I've been in the pits recently, overly busy, grouchy and bored. Things are so bad, I just caught myself watching an online cat video. It was Ninja Cat (with haunting music), but still. Enough is enough.
It's time to read something that kicks boredom to the curb. Here are a couple of books that worked this magic for me and a couple I'm reading now. If you're bored and fed up with your usual fare, maybe one of these will work for you too.
Lee Child's Jack Reacher is a 6'5", 230-pounder with blue eyes and dirty blond hair. This rootless ex-Army MP travels around the country with no cellphone or planned destination and only the clothes on his back. When he needs an outfit change, he buys something and throws the old ones away. Sleep happens wherever he lies down. From time to time, his Army past drags him back into action. For all his toughness and cynicism, Reacher knows what's what and how to use his head. In Personal (Delacorte, 2014), Reacher spots an old Army Times personal ad addressed to him by a man he owes a favor. Almost before Reacher knows it, he's on the hunt for a sniper so skilled only a few in the world are possible suspects. One of the possibilities is a man fresh out of prison who swore vengeance when Reacher put him there 16 years ago. Could he be the one who took the unsuccessful shot at the president of France?
The attempted assassination target and the race to capture a sniper are nods to Frederick Forsyth's 1971 classic, Day of the Jackal, and if you haven't read that thriller and seen the movie, do it. With another nod, this time to James Bond-creator Ian Fleming, whose Bond girls always have ridiculous names, Reacher's potential love interest and work colleague is named Casey Nice. Nice and Reacher (I almost said "Easy") are off to Paris and then London, where they rendezvous with their British counterparts and meet people who aren't Nice. (I can't be expected to pass up the chance to say that.) It's not one of the best Reacher books I've read but any Reacher is better than no Reacher.
Any day of the week, a lot of kids would consider Annette Vess a cool mom. She was a storyteller extraordinaire, especially about how she lost one of her two missing fingers––a mean woman got lucky with a knife in a South American jail. Sometimes "Uncle" Paul would appear and Annette, a spy and single mother, would leave for weeks. Three years after her death, her adult children, Dee and Simon, still find their mother mysterious, but there's no doubt Annette loved them and they loved her. As Jamie Mason's Monday's Lie (Gallery Books, February 2015) opens, Dee is following a blue sedan. We follow Dee back and forth in time as she explores growing up with her mother's spycraft games, her close relationship with her brother, Simon, a cop, and a marriage to a conventional man Dee thought was the antidote to her very unconventional childhood.
This is a book I liked, despite some overly elaborate writing, because at its heart is the great relationship between a spy and her two kids. Although Monday's Lie doesn't provoke the anxiety or provide the macabre humor of Mason's first book, Three Graves Full, there are enough twists and turns and the wonderful legacy Annette left to Dee and Simon to make me happy.

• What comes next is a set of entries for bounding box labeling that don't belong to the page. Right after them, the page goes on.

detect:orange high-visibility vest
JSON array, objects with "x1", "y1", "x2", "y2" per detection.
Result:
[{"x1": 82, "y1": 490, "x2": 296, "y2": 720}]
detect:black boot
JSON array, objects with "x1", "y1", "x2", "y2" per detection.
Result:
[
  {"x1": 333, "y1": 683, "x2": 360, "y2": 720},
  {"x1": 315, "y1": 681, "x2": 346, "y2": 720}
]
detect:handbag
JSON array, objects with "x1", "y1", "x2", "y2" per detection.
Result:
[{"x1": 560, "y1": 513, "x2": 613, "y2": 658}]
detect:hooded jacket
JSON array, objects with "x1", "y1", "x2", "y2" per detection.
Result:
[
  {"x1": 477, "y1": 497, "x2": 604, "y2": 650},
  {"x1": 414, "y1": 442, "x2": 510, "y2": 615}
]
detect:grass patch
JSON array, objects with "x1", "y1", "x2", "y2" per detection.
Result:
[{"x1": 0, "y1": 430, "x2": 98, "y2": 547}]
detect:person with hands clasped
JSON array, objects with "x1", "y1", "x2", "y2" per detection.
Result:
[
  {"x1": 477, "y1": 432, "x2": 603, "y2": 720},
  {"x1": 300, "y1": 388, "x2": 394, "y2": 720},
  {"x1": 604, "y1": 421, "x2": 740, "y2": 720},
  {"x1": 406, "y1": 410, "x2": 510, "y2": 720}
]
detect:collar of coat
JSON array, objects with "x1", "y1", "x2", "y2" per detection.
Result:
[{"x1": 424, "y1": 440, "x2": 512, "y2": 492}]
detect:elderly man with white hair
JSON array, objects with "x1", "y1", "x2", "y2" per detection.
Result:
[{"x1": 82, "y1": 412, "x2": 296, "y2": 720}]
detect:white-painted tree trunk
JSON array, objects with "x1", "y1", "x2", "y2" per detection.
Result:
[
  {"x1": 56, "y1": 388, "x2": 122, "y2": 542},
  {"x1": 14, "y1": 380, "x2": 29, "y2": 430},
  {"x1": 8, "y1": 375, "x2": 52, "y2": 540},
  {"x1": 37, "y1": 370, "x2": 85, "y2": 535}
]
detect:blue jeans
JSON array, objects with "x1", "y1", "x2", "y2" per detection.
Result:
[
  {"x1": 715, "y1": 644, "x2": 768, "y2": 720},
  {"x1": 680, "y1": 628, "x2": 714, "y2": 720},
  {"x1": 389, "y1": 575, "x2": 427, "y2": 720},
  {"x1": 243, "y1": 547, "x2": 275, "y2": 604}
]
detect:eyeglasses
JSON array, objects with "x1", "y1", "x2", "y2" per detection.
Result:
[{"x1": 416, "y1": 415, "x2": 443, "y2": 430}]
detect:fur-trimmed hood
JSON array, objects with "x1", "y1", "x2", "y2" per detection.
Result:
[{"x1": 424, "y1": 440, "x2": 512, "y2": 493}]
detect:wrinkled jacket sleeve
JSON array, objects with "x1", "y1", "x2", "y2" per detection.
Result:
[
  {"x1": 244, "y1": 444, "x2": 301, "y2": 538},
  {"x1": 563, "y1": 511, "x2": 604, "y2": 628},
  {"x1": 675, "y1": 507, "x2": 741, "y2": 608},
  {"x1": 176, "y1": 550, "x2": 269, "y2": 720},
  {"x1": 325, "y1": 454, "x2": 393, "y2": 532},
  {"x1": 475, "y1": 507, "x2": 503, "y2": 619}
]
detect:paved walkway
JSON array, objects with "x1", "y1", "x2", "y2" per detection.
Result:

Here are two books I'm reading now. The first, Adam Roberts's Jack Glass: The Story of a Murderer, won the British Science Fiction Award for Best Novel a few years ago. It's billed by the publisher, Gollancz, as Golden Age sci-fi meets Golden Age crime. There are three interconnected stories: a prison breakout, a locked-room mystery and a whodunit. It's set far in the future when humankind populates the solar system. The very wealthy occupy Earth while the very poor (the sumpolloi) are housed in orbiting shantytown bubbles. Roberts's writing is witty and sly. We know the narrator, Jack Glass, is a murderer from the beginning but the reasons for his merciless nature are only gradually revealing themselves after the opening: "This narrative, which I hereby doctorwatson for your benefit, o reader, concerns the greatest mystery of our time."
Imagine yourself shuffling along when a hole to another universe opens suddenly in front of you. I don't know about you, but I would be just as likely to run screaming the other way as I would be to step in. I do, however, love portals and wormholes in fiction. (Think Roger Zelazny's A Night in the Lonesome October). Coldbrook (Titan, 2014), sci-fi/horror by Tim Lebbon, is nothing like that quirky and comic Victorian Age gothic, but I was caught at its beginning: "Six hours after forging a pathway from his own reality to another, Jonah Jones closed his eyes to dream." Dream, schream, it's a nightmare for Jonah and the world. The human-like figure that steps out of that hole at Coldbrook, a secret lab in the Appalachians, is not exactly human, after all, and the lab's workers are soon infected. They and I are headed for a tension- and terror-filled apocalypse. Hard to be bored when that happens.